Hi Lori, thank you for the quick reply.
Hello everyone!
It’s been difficult finding others who are living with SMZL. It’s sure a marathon, vs a sprint…and a bit of a mystery. I did read thru many of the posts. Very helpful.

I completed four weeks of Rituximab infusions on Jan 31. Unfortunately, I had a reaction during 3 of the 4 treatments- very scary! Thankfully the nursing team was always prepared and compassionate.
That said, I’m on a break for the month of Feb and will start up again on March 7. Depending on labs and scans, it may be that I’m starting maintenance every 2 months. Fingers crossed!
If not, we’ll figure out what’s next.

When I was finally diagnosed, after two years of trying to improve my anemia, unfortunately, my spleen had doubled in size and 70% of my bone marrow was involved. The fatigue!! and shortness of breath!! limited me to any kind of activity for only about 15 minutes at a time.
(my job requires a lot of travel, and often 15-20,000 steps a day)

Luckily, my system seems to be responding to the R.
Thanks for the welcome!

Hello,
I was treated for SMZL in 2014. I had 4 rounds of Rituxan followed by 2 years of Rituxan maintenance. I have since relapsed and recently started taking Brukinsa every day.
~ Andrea Scheingross

monicalu
Hello... I'm glad you have reached the SMZL group.
Welcome and if you would like, share your experiences and diagnosis. As well as any questions you may have. There is a lot of information in the previous pages of this forum. As you will read this and what interests me is that SMZL sure seems to be different for everyone. The symptoms, tests performed, test results, diagnosis, and treatment sure seems to vary quite a bit.
Wishing you the best...

Hi @monicalu2626 You found the perfect place to land in Connect to speak with members @stanleykent
@jam1962 @elainejarrett and others such as @andilynn @scsimpson @trevtwin @grand4 @caroldk @kayak4me @cdwilm27 @reneemp @pkh @theresad2 who have been diagnosed with SMZL. It can be so comforting and helpful to be able to speak with someone who is walking the same walk.
There are other discussions too, such as this one where you can join @trixie1 when she asked about:
Any new treatments for SMZL? What do you take for maintenance?
https://connect.mayoclinic.org/discussion/wny-new-treatments-for-smzl/
If you’d like to tag someone specifically just add their @name or click on the blue reply box in the comment you’re reading to reply to that person. They will get notified if their notifications are switched on.

Are you currently in treatment for your SMZL?

Hi Colleen, I am recently diagnosed with SMZL in November 2024. Is there a Connect group I may join please?

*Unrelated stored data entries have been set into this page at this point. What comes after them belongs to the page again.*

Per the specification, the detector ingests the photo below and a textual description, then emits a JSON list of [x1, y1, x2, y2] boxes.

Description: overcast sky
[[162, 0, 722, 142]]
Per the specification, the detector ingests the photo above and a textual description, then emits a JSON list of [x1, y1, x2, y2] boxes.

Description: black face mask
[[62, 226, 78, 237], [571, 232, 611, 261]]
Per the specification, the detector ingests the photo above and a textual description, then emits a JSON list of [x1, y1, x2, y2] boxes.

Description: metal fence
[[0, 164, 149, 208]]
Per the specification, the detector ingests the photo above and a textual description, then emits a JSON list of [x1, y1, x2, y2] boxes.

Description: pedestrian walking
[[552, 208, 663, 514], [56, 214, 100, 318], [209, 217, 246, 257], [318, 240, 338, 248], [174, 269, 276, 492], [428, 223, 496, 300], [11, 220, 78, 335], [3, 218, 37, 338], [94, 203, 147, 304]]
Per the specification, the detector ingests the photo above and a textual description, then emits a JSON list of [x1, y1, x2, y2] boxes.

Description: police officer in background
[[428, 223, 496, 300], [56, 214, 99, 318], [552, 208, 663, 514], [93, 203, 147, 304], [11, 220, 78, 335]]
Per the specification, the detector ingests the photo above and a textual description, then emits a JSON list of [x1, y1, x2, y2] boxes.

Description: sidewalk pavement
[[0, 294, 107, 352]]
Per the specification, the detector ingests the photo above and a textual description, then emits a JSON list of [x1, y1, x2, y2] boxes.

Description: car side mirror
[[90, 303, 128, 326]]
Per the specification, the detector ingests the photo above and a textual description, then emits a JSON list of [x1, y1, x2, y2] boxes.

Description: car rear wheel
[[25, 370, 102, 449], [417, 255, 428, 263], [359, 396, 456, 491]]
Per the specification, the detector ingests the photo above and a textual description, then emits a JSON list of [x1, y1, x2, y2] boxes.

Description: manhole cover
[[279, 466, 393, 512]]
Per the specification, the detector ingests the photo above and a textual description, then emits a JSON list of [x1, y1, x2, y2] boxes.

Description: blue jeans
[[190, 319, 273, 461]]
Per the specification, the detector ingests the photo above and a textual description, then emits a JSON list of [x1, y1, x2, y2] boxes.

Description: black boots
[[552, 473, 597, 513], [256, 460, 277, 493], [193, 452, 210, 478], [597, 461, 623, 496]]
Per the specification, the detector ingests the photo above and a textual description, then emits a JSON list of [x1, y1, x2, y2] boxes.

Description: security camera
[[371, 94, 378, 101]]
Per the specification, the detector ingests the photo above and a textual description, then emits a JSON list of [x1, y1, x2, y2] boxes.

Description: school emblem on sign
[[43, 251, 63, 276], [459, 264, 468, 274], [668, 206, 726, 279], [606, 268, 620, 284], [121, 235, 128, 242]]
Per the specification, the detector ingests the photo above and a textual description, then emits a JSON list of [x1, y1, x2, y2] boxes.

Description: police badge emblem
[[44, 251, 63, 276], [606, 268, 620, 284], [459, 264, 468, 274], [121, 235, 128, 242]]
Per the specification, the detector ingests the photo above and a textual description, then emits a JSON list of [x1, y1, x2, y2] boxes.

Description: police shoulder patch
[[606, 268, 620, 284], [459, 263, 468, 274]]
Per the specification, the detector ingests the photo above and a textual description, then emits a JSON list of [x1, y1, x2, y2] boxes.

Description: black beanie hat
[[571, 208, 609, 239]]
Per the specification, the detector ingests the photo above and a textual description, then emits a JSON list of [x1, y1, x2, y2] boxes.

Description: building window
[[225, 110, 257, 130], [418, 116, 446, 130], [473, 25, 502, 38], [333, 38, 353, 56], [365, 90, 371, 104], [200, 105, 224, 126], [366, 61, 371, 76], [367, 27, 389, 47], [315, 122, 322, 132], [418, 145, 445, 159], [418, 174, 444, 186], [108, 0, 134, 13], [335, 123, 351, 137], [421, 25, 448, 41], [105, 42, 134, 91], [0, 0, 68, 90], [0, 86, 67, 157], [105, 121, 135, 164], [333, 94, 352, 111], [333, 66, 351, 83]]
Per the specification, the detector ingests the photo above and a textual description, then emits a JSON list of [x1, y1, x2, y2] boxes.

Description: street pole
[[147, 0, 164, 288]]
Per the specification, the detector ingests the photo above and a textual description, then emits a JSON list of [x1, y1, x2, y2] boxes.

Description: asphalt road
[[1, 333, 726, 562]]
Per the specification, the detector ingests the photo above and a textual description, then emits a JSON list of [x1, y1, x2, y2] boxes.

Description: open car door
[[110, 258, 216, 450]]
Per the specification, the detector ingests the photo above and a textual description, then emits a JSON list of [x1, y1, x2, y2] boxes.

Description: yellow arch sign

Colleen. The rituxan treatments were 1 per week for 4 weeks and actually was in Sept of 2022. My spleen did reduce in size. When people ask how I feel, my response is... "Medically and Age adjusted, I feel great."
But really, I do feel good and only have a bit of continual spleen discomfort.
At times I wonder what normal would be if I had never had any of my cancers.
Thanks for checking.

@jam1962, did the treatment reduce the size of your spleen? How are you feeling now?

Correct, treatment was 1.5 years ago and at that time my spleen reduced in size and blood tests moved to normal ranges. Gradually, now my spleen is larger, platelets are slightly under normal levels and lymphocytes are above normal. I have not really changed my diet in the past 1.5 years other than eat a bit more because I don't get full as fast. I eat some sweets but not a lot. Probably the biggest change I've made is taking more vitamins. I can't say if they help or not, but realize my immune system is less than optimum. No one can say if my two lung cancers and a rare type of skin cancer is related to my weak immune system but hope the vitamins give the old immune system a little help. I'm 72 Good luck to you.